29. Naughty Dog – £13.12m

Founded: 1989
Owned by: Sony Computer Entertainment
Address: 1601 Cloverfield Blvd, Suite 6000 North, Santa Monica, CA 90404, USA

www.naughtydog.com

Top Title: Uncharted 2: Among Thieves

IT MAY BE an obvious choice (like Warren Buffett buying safe Coca-Cola shares and IT managers always choosing IBM) but if Develop was forced to invest into just one studio we’d plump for Naughty Dog.

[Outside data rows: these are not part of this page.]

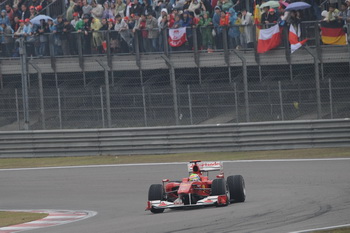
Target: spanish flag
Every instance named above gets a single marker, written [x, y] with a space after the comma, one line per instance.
[333, 33]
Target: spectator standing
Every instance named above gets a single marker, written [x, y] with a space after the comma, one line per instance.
[28, 33]
[16, 12]
[86, 8]
[138, 33]
[4, 18]
[25, 12]
[146, 8]
[70, 10]
[144, 34]
[123, 29]
[18, 34]
[96, 34]
[272, 16]
[15, 25]
[78, 8]
[247, 22]
[225, 5]
[217, 28]
[107, 12]
[196, 5]
[342, 16]
[206, 27]
[264, 16]
[135, 8]
[163, 26]
[68, 41]
[85, 28]
[233, 32]
[43, 40]
[120, 8]
[333, 13]
[32, 12]
[153, 32]
[9, 13]
[6, 44]
[75, 20]
[97, 10]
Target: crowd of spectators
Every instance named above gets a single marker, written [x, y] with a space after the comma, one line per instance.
[146, 21]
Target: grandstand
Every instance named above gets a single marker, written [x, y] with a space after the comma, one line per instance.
[174, 87]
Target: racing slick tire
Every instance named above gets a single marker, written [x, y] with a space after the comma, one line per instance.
[236, 187]
[156, 192]
[219, 188]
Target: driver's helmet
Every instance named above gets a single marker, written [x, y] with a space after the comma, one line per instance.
[194, 177]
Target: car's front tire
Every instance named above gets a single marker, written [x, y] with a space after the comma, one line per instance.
[156, 192]
[236, 186]
[219, 188]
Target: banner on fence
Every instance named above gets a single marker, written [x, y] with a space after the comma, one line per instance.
[177, 37]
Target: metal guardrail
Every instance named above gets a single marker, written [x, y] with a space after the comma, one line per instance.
[163, 140]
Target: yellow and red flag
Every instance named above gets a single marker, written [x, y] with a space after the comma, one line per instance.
[333, 33]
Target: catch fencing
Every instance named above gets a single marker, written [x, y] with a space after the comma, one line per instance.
[180, 139]
[175, 88]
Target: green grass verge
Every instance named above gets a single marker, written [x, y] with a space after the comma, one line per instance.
[13, 218]
[123, 159]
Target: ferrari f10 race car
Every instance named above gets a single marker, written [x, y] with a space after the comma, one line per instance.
[197, 190]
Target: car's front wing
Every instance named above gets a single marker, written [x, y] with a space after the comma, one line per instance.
[210, 200]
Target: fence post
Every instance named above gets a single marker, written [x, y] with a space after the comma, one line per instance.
[108, 97]
[174, 88]
[317, 80]
[236, 100]
[245, 83]
[23, 54]
[190, 103]
[17, 110]
[144, 105]
[196, 53]
[330, 97]
[226, 52]
[102, 108]
[281, 99]
[59, 107]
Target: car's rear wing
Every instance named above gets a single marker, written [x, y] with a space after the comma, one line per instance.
[207, 166]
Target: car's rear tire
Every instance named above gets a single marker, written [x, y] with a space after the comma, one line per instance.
[219, 188]
[236, 186]
[156, 192]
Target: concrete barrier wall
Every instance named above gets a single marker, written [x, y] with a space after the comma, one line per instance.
[163, 140]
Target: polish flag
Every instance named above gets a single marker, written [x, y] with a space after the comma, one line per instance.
[177, 37]
[269, 38]
[294, 39]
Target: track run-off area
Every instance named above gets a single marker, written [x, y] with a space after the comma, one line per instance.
[282, 196]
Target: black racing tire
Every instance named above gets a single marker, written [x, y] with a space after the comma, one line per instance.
[218, 187]
[236, 186]
[156, 192]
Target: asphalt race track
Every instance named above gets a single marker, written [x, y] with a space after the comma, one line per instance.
[281, 197]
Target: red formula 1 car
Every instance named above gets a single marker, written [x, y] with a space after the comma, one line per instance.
[200, 192]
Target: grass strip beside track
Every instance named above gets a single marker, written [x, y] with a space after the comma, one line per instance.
[8, 218]
[125, 159]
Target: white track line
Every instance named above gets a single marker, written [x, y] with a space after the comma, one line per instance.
[60, 216]
[323, 228]
[174, 163]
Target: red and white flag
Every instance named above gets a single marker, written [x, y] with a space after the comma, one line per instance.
[177, 37]
[294, 39]
[269, 38]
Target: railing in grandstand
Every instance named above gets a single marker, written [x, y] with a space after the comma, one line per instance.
[113, 42]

Whether it’s in the culture, the water, or a Faustian pact with the game gods, its most recent Uncharted games prove that Naughty Dog just keeps getting better.

Uncharted 2 is second only to GTA IV in the PS3 quality rankings according to Metacritic, and with 3.5 million sales worldwide as of February 2010, it’s Sony’s fastest-ever selling PlayStation title, too.

What’s most remarkable, given the lifecycle of similar
studios, is how the Californian company survived both
its acquisition in 2001 by Sony, and the departure of
charismatic founder Jason Rubin in 2005.

30. Sports Interactive – £12.81m

Founded: 1994
Owned by: Sega
Address: PO Box 60255, London, EC1P 1GG, UK

www.sigames.com

Top Title: Football Manager 2010

THE PREMIER FOOTBALL management studio continues to do the business for Sega. Football Manager 2009 sold steadily for much of the year, before the 2010 update hit shelves in October.

“Newcomers will pick it up and never want to put it down,” was how The Telegraph put the traditional warning. With an office in London’s Old Street, Sports Interactive now has 60 full-time staff and also calls upon over 1,000 researchers and translators around the world.

It continues to work on the Football Manager series, as well as Football Manager Handheld for PSP as well as its multiplayer online game, Football Manager Live, which was recently rebooted.

Its R&D department is also busy working on new ideas, of which Football Manager on iPhone is the most recent to come to fruition.